Hace tan solo unos días dos huracanes sembraron de destrucción la zona del Caribe y del sureste de Estados Unidos. Primero fue el Harvey y después el Irma, que golpearon la zona con menos de dos semanas de diferencia. Texas y Florida fueron los dos estados de la primera potencia mundial que se vieron más afectados. De allí nos llegaron imágenes de inundaciones y de vientos huracanados que se llevaban por delante árboles y viviendas. De alguna manera remitían al terrible efecto del Katrina en Nueva Orleans en el 2005. Mientras Estados Unidos está en condiciones de atemperar las consecuencias de los huracanes, en la medida de lo posible, son siempre mucho más graves cuando afectan a zonas más vulnerables y pobres. Es el caso de las islas caribeñas, y no solo de las más pequeñas, también de la República Dominicana, Haití y la propia Cuba, un país preparado por su política de protección civil y de prevención de desastres. Y algunas de estas zonas vuelven a verse ahora amenazadas por un nuevo huracan, el María, que vuelve a llevar la incertidumbre a las islas del Mar Caribe.

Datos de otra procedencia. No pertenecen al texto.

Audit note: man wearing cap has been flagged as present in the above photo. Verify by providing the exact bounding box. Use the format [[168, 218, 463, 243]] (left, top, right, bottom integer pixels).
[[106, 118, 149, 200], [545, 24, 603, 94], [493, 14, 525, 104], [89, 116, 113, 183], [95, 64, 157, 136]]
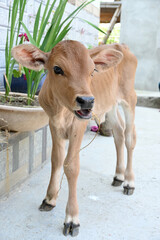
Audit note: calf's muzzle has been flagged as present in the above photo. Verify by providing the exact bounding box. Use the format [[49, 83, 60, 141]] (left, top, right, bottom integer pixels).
[[76, 96, 94, 109], [75, 96, 94, 119]]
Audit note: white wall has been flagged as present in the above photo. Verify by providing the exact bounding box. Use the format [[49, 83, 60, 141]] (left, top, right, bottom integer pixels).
[[0, 0, 99, 90], [120, 0, 160, 91]]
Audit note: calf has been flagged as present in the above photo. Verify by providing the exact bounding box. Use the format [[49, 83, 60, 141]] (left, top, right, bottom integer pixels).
[[12, 40, 137, 236]]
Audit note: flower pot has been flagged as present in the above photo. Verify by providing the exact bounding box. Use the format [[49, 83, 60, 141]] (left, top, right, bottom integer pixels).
[[3, 74, 46, 94], [0, 92, 48, 132]]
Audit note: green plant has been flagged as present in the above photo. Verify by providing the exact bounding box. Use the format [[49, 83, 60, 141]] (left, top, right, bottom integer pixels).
[[5, 0, 26, 97], [22, 0, 94, 104]]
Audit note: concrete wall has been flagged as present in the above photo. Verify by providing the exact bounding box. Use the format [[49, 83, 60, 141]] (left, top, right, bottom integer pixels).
[[120, 0, 160, 91], [0, 0, 99, 90]]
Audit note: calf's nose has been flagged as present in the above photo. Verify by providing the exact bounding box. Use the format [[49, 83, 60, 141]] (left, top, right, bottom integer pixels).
[[76, 96, 94, 109]]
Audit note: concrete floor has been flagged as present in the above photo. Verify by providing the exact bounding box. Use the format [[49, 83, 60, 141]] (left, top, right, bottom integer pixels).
[[0, 107, 160, 240]]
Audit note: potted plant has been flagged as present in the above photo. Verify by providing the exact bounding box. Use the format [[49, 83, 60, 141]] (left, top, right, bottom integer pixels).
[[0, 0, 94, 131]]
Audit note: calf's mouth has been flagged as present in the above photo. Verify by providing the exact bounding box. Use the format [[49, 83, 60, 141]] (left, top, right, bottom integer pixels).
[[75, 109, 92, 119]]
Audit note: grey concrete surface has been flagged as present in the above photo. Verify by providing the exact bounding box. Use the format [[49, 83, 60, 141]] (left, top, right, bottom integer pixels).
[[136, 90, 160, 109], [0, 107, 160, 240]]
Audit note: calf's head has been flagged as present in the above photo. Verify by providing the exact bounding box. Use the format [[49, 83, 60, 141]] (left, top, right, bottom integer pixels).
[[12, 40, 123, 119]]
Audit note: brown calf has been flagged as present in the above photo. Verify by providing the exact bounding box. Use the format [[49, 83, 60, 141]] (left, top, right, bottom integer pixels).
[[12, 41, 137, 236]]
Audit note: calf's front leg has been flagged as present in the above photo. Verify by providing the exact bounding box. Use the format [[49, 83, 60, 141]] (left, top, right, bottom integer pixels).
[[63, 119, 87, 236], [39, 123, 65, 211]]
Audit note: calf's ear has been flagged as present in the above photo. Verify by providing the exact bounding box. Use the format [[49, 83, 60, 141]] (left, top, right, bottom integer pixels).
[[12, 44, 49, 71], [90, 49, 123, 72]]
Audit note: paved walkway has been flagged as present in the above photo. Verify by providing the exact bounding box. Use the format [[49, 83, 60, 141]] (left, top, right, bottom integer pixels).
[[0, 107, 160, 240]]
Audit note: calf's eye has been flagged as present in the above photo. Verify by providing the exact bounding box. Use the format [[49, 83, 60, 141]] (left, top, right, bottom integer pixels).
[[53, 66, 64, 75]]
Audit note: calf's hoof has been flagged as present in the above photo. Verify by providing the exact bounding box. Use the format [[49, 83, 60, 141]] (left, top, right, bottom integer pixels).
[[63, 222, 80, 237], [39, 199, 55, 212], [112, 177, 123, 187], [123, 184, 135, 195]]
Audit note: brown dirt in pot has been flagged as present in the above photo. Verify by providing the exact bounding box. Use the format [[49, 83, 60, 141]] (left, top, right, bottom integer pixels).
[[0, 94, 40, 107]]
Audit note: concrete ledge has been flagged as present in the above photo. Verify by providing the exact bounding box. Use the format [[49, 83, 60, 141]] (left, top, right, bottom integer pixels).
[[136, 90, 160, 108], [0, 126, 52, 198]]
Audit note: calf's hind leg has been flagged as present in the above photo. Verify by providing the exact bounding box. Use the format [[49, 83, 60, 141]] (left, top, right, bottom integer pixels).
[[39, 124, 65, 211], [122, 103, 136, 195], [108, 106, 125, 186]]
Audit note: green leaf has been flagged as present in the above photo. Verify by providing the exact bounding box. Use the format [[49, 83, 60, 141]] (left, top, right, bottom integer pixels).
[[13, 69, 22, 78], [22, 22, 38, 47], [37, 0, 56, 46], [33, 2, 42, 41]]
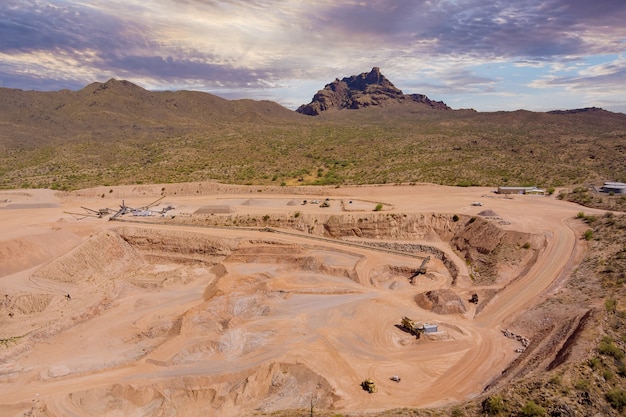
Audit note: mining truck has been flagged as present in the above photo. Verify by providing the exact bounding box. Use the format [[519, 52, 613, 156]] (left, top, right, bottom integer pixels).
[[361, 378, 378, 394], [402, 316, 424, 339]]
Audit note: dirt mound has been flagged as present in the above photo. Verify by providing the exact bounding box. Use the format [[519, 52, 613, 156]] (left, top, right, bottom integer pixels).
[[66, 363, 336, 417], [0, 294, 53, 314], [415, 289, 467, 314], [194, 205, 237, 214], [33, 230, 144, 284]]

La prevención se revela capital para intentar paliar unos desastres que se seguirán produciendo. Pero hoy es también una evidencia científica que su gravedad y dimensiones están ligadas al cambio climático. Las mentes obtusas de los negacionistas han encontrado, por desgracia, un aliado en Donald Trump, que no dudó tras su elección en retirar a EEUU del acuerdo de París. Fue aquel un paso adelante para combatir el calentamiento global. Ese paso deberá ir acompañado de urgentes medidas porque el tiempo se agota. Con o sin Trump.